Anyway, this week, when I heard about the horrible gas explosion and fire that killed scores of people in Sinai, a slum in Nairobi, my thoughts immediately went to everyone who we'd met while we were there. As soon as I read the news, I contacted Arthur via Twitter:
Arthur, I saw the news - how can we help?
His response was immediate, and though short, conveyed his concern:
currently many are homeless in need of blankets, clothing and basic things
I sent him another message:
email me an address to send things to (firstname.lastname@example.org) & we'll put out a call.
Yesterday, I finally heard from Arthur, with an address for the Kenya Red Cross where I could send help. And although I'm currently traveling, as soon as I return this weekend, I'm going to be going through all of my clothing, Marcus' clothing and Alex's clothing, to find some gently-worn things to send as soon as I can next week. It's the very least I can do to help repay the kindness that everyone in Kenya, including Arthur, showed us during that amazing trip.
But also, I'm going to quite boldly ask you, friends, if you have the means, to please do the same. I know this is asking a lot: it's not cheap to send things to the other side of the planet, not to mention that there are so many people here in this country where I live who are also in need. In fact, as I type this, wildfires are raging all over Texas, and actually, one broke out last night here in Houston, less than 5 miles from our home. And yet, I'm still going to ask.

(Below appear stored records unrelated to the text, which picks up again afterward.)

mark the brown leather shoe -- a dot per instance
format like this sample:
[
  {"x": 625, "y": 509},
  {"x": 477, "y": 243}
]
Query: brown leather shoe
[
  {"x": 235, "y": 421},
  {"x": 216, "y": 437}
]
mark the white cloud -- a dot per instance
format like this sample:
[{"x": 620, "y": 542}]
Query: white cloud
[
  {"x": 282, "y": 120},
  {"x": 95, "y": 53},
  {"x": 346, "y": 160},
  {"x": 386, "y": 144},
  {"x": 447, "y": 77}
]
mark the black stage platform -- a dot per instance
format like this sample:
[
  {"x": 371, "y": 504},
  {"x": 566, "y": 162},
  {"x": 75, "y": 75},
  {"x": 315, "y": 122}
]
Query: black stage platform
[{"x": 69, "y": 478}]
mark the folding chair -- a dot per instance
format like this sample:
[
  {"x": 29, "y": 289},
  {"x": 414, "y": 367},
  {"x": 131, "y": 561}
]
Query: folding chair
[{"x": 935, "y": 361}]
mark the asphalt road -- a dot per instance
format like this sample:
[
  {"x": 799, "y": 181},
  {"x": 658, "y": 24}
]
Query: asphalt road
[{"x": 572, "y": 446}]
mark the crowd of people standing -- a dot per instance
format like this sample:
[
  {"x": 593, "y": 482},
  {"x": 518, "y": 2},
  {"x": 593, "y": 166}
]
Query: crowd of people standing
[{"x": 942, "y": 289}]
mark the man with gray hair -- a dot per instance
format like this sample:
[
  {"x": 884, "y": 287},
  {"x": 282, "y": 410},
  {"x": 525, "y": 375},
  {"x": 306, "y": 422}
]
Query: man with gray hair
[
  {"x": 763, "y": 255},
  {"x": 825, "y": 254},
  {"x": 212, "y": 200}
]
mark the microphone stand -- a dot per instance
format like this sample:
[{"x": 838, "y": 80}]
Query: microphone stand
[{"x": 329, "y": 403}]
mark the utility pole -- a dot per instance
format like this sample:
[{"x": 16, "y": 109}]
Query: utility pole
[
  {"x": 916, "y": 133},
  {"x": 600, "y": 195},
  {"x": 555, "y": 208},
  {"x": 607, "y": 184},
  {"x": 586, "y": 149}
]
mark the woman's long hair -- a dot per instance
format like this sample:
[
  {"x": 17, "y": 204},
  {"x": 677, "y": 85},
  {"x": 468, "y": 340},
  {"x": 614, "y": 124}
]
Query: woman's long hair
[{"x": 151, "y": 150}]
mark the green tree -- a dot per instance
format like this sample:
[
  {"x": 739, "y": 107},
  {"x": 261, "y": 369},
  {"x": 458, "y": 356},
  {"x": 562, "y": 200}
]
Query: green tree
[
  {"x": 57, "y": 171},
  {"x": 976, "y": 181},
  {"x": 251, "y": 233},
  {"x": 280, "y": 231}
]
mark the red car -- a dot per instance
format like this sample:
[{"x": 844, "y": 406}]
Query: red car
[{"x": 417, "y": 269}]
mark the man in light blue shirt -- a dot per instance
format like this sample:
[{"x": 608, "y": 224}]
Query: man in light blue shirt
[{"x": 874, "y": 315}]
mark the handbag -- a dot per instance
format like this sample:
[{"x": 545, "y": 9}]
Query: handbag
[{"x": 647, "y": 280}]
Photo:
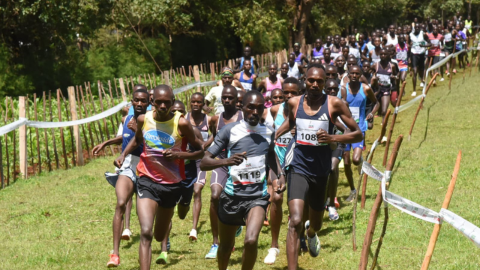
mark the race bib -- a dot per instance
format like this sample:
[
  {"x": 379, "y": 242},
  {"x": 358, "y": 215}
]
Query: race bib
[
  {"x": 284, "y": 140},
  {"x": 384, "y": 80},
  {"x": 250, "y": 171},
  {"x": 307, "y": 130},
  {"x": 247, "y": 86},
  {"x": 355, "y": 113}
]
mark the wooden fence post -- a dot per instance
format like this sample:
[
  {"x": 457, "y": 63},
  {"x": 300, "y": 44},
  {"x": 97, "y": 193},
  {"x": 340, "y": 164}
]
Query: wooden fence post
[
  {"x": 196, "y": 75},
  {"x": 23, "y": 138},
  {"x": 122, "y": 89},
  {"x": 76, "y": 130}
]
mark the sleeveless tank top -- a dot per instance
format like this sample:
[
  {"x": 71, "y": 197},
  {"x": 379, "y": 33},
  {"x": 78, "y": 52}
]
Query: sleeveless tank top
[
  {"x": 252, "y": 70},
  {"x": 357, "y": 104},
  {"x": 247, "y": 84},
  {"x": 384, "y": 81},
  {"x": 304, "y": 154},
  {"x": 203, "y": 127},
  {"x": 221, "y": 124},
  {"x": 392, "y": 41},
  {"x": 402, "y": 56},
  {"x": 158, "y": 137},
  {"x": 318, "y": 54},
  {"x": 282, "y": 141},
  {"x": 298, "y": 59},
  {"x": 293, "y": 71},
  {"x": 128, "y": 135},
  {"x": 270, "y": 87}
]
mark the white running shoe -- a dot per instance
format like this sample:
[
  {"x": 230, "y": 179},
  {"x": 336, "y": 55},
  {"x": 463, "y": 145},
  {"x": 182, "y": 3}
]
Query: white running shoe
[
  {"x": 126, "y": 235},
  {"x": 272, "y": 256},
  {"x": 193, "y": 235},
  {"x": 332, "y": 213},
  {"x": 351, "y": 196}
]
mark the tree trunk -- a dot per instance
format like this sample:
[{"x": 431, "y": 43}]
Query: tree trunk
[{"x": 301, "y": 11}]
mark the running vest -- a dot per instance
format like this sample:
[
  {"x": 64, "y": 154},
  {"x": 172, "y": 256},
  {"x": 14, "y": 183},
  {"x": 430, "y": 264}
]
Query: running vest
[
  {"x": 392, "y": 41},
  {"x": 158, "y": 137},
  {"x": 318, "y": 54},
  {"x": 203, "y": 127},
  {"x": 402, "y": 56},
  {"x": 128, "y": 135},
  {"x": 252, "y": 70},
  {"x": 221, "y": 124},
  {"x": 293, "y": 71},
  {"x": 304, "y": 154},
  {"x": 284, "y": 140},
  {"x": 384, "y": 80},
  {"x": 417, "y": 40},
  {"x": 247, "y": 84},
  {"x": 375, "y": 57},
  {"x": 356, "y": 104},
  {"x": 298, "y": 59}
]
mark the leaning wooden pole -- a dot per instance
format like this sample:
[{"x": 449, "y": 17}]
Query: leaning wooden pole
[
  {"x": 367, "y": 242},
  {"x": 420, "y": 106},
  {"x": 365, "y": 176},
  {"x": 446, "y": 202},
  {"x": 392, "y": 125}
]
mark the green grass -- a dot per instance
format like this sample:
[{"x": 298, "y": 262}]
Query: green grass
[{"x": 63, "y": 219}]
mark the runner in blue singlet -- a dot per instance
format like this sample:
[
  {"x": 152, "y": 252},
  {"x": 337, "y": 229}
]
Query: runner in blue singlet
[{"x": 308, "y": 158}]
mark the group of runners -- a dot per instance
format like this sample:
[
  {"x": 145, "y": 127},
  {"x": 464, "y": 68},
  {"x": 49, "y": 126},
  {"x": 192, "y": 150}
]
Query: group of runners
[{"x": 288, "y": 131}]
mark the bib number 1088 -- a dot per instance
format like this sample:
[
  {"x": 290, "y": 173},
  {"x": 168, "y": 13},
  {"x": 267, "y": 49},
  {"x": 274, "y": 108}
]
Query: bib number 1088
[
  {"x": 309, "y": 137},
  {"x": 249, "y": 175}
]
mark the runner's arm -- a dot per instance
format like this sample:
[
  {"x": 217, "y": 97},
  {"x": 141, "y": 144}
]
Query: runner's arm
[
  {"x": 133, "y": 144},
  {"x": 289, "y": 123},
  {"x": 276, "y": 167}
]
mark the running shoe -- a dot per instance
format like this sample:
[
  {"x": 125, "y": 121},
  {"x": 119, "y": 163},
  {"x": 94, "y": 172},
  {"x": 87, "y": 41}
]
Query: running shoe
[
  {"x": 114, "y": 261},
  {"x": 332, "y": 213},
  {"x": 126, "y": 235},
  {"x": 212, "y": 254},
  {"x": 351, "y": 196},
  {"x": 163, "y": 258},
  {"x": 239, "y": 231},
  {"x": 303, "y": 244},
  {"x": 193, "y": 235},
  {"x": 271, "y": 256}
]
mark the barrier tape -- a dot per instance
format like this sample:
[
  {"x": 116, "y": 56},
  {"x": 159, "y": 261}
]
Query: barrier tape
[{"x": 471, "y": 231}]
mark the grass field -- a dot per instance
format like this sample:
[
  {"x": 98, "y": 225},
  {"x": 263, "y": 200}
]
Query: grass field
[{"x": 62, "y": 220}]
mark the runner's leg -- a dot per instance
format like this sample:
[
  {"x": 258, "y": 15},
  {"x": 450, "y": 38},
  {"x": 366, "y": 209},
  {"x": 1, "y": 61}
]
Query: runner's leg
[
  {"x": 254, "y": 224},
  {"x": 124, "y": 192}
]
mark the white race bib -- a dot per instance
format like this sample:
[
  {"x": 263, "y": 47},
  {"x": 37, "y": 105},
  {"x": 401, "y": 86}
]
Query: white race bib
[
  {"x": 250, "y": 171},
  {"x": 355, "y": 113},
  {"x": 307, "y": 130}
]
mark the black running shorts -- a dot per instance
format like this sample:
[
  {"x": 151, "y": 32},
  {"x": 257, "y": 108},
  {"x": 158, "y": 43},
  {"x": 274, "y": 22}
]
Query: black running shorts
[
  {"x": 166, "y": 195},
  {"x": 234, "y": 211},
  {"x": 307, "y": 188}
]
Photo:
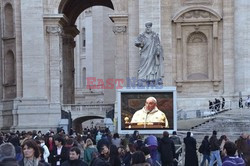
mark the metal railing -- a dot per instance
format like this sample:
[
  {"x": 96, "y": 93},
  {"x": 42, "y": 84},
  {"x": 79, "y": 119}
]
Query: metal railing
[{"x": 209, "y": 112}]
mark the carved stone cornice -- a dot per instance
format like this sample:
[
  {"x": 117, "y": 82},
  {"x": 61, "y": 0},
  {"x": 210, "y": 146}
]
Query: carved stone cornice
[
  {"x": 119, "y": 29},
  {"x": 197, "y": 14},
  {"x": 71, "y": 30},
  {"x": 53, "y": 30}
]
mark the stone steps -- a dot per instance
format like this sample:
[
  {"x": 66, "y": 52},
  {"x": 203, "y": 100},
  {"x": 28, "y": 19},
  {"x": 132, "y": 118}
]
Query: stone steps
[{"x": 230, "y": 123}]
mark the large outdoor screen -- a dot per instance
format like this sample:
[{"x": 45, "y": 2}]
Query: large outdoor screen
[{"x": 134, "y": 115}]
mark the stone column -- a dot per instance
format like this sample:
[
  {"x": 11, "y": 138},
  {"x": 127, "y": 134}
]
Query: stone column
[
  {"x": 241, "y": 46},
  {"x": 179, "y": 58},
  {"x": 134, "y": 57},
  {"x": 68, "y": 88},
  {"x": 121, "y": 56},
  {"x": 228, "y": 47},
  {"x": 216, "y": 58},
  {"x": 33, "y": 59},
  {"x": 53, "y": 38}
]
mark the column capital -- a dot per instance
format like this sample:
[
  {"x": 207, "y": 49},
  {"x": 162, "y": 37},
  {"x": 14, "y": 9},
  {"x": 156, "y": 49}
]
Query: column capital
[
  {"x": 53, "y": 29},
  {"x": 119, "y": 19},
  {"x": 71, "y": 30},
  {"x": 119, "y": 29}
]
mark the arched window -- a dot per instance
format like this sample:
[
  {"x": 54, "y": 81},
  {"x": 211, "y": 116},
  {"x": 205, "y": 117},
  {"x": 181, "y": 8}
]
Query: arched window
[
  {"x": 197, "y": 56},
  {"x": 9, "y": 68},
  {"x": 8, "y": 21}
]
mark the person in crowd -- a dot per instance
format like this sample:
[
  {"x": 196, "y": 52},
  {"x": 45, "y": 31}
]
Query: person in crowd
[
  {"x": 240, "y": 102},
  {"x": 177, "y": 144},
  {"x": 122, "y": 152},
  {"x": 114, "y": 159},
  {"x": 139, "y": 143},
  {"x": 31, "y": 154},
  {"x": 98, "y": 136},
  {"x": 81, "y": 145},
  {"x": 69, "y": 143},
  {"x": 223, "y": 139},
  {"x": 103, "y": 158},
  {"x": 7, "y": 155},
  {"x": 215, "y": 149},
  {"x": 41, "y": 158},
  {"x": 210, "y": 104},
  {"x": 243, "y": 147},
  {"x": 152, "y": 143},
  {"x": 167, "y": 150},
  {"x": 74, "y": 158},
  {"x": 138, "y": 159},
  {"x": 248, "y": 101},
  {"x": 116, "y": 140},
  {"x": 125, "y": 140},
  {"x": 231, "y": 159},
  {"x": 128, "y": 154},
  {"x": 223, "y": 103},
  {"x": 59, "y": 154},
  {"x": 46, "y": 152},
  {"x": 148, "y": 158},
  {"x": 150, "y": 114},
  {"x": 89, "y": 151},
  {"x": 205, "y": 150},
  {"x": 191, "y": 158},
  {"x": 16, "y": 142},
  {"x": 134, "y": 136}
]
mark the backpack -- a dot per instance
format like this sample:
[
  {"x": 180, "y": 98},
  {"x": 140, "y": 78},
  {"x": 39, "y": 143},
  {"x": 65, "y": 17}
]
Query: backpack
[{"x": 201, "y": 148}]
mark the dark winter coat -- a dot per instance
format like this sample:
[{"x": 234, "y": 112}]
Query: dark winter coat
[
  {"x": 206, "y": 147},
  {"x": 74, "y": 163},
  {"x": 167, "y": 149},
  {"x": 63, "y": 157},
  {"x": 214, "y": 143}
]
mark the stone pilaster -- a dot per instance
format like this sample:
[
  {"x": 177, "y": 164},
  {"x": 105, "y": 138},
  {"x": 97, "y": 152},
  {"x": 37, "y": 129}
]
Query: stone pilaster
[
  {"x": 228, "y": 48},
  {"x": 133, "y": 23},
  {"x": 241, "y": 36},
  {"x": 121, "y": 55},
  {"x": 68, "y": 88}
]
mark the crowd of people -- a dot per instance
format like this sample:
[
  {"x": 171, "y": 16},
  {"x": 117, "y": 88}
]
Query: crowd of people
[
  {"x": 101, "y": 148},
  {"x": 217, "y": 104}
]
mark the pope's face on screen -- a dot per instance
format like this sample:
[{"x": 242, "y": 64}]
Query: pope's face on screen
[{"x": 150, "y": 104}]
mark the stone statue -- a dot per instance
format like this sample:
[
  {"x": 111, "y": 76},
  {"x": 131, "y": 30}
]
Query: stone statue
[{"x": 151, "y": 56}]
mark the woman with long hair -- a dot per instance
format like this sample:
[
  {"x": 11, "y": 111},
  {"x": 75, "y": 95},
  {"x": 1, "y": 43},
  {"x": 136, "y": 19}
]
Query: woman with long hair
[{"x": 31, "y": 154}]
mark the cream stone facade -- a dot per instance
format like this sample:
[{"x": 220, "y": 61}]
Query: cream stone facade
[{"x": 50, "y": 48}]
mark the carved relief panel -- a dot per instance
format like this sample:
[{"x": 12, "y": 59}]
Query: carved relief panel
[{"x": 197, "y": 51}]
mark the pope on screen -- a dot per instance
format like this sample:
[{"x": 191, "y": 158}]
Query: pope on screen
[{"x": 150, "y": 114}]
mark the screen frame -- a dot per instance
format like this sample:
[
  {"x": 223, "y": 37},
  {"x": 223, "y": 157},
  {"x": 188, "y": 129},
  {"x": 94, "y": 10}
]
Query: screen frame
[{"x": 168, "y": 89}]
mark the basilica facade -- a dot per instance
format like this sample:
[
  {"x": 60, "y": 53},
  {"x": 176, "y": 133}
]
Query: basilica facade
[{"x": 58, "y": 54}]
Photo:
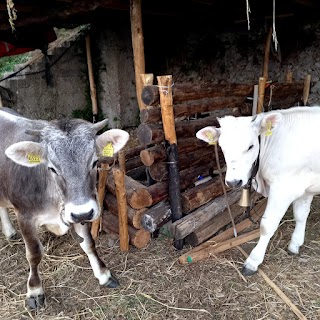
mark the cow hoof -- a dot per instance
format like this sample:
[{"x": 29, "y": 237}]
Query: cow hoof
[
  {"x": 14, "y": 237},
  {"x": 35, "y": 302},
  {"x": 113, "y": 282},
  {"x": 247, "y": 272}
]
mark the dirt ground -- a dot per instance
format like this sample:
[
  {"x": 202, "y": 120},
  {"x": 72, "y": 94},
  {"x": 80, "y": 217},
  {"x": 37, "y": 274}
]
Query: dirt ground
[{"x": 154, "y": 285}]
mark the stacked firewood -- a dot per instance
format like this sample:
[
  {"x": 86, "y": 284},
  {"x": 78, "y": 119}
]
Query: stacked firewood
[{"x": 203, "y": 204}]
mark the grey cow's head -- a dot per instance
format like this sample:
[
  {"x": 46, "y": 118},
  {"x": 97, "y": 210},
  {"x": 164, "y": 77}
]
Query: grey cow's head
[{"x": 70, "y": 150}]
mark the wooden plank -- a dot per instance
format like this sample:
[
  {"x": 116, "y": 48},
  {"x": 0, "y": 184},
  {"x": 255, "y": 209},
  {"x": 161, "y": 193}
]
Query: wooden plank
[
  {"x": 256, "y": 213},
  {"x": 138, "y": 47},
  {"x": 223, "y": 246},
  {"x": 122, "y": 209}
]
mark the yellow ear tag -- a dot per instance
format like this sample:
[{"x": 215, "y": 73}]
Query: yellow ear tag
[
  {"x": 33, "y": 158},
  {"x": 210, "y": 137},
  {"x": 269, "y": 126},
  {"x": 107, "y": 151}
]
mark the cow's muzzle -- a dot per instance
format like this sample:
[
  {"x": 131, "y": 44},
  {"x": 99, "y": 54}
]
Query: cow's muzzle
[
  {"x": 82, "y": 217},
  {"x": 234, "y": 183}
]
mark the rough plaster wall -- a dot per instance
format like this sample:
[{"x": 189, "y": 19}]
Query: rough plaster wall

Having actually seen the slums of Nairobi with my own eyes, I know that the folks who live there had so little to begin with, and unlike here in the United States, when tragedy befalls them, they can't turn to friends and family for shelter or financial support -- it's just not there. Given that I was shown so much kindness and generosity during my visit, I feel it would be criminal of me not to at least ask you to help, if you can, and are so moved.
And now, here's me shamelessly sharing a picture of one of the awesome kids I met while visiting a slum near Sinai, in the hope that her cute face will help so move you:
I know, that was low. But come on, she's cute, right? And her fellow citizens could really use our help.
Thanks in advance, friends. And to everyone, Happy Love Thursday. May you see and spread love today.